Confusion Matrix¶
The Confusion Matrix calculates and visualizes the performance of any classification method.
Each column of the matrix corresponds to the patterns in a predicted class, whereas each row corresponds to the instances in an actual class.
Confusion Matrix layout¶
The Confusion Matrix task is made of only one tab, which is divided into three panes:
The Options pane, where users can configure what to visualize in the panes below.
The Confusion Matrix pane, where users can view the correctly and incorrectly forecast samples in a table.
The Confusion Plot pane, where users can view the same information contained in the Confusion Matrix pane, but in a graphical grid.
Options
Within this pane, users can set the following options:
Show percentage: if selected, the percentage in the Confusion Matrix table will be displayed.
Outputs: through the drop-down list, users can select the preferred output attribute.
Modelling Sets: users can filter data according to the different model segment. Available options are:
All which shows the results calculated on all the rows of the dataset.
Training which shows only results related to the Training set.
Test which shows only results related to the Test set.
Validation which shows only results related to the Validation set.
Confusion Matrix
Within this pane, the numerical matrix represents correctly and incorrectly forecast samples in a grid.
Confusion Plot
This pane contains a matrix that graphically displays the same information in a more readable grid, with each column representing patterns in a predicted class and each row representing instances in an actual class.
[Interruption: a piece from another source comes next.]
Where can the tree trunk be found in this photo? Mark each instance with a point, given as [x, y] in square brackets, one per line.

By hovering over the previously mentioned matrix, users will find the following customized plot visualization:
Download plot as a png
Zoom
Pan
Box select
Lasso select
Zoom in
Zoom out
Autoscale
Reset axes
For more information about the above-mentioned plots, please refer to the Data Manager page.
Example¶
The following example uses the Adult dataset.
After having imported the dataset with the Import from Text File task, split the dataset into test and training sets (30% test and 70% training) with the Split Data task.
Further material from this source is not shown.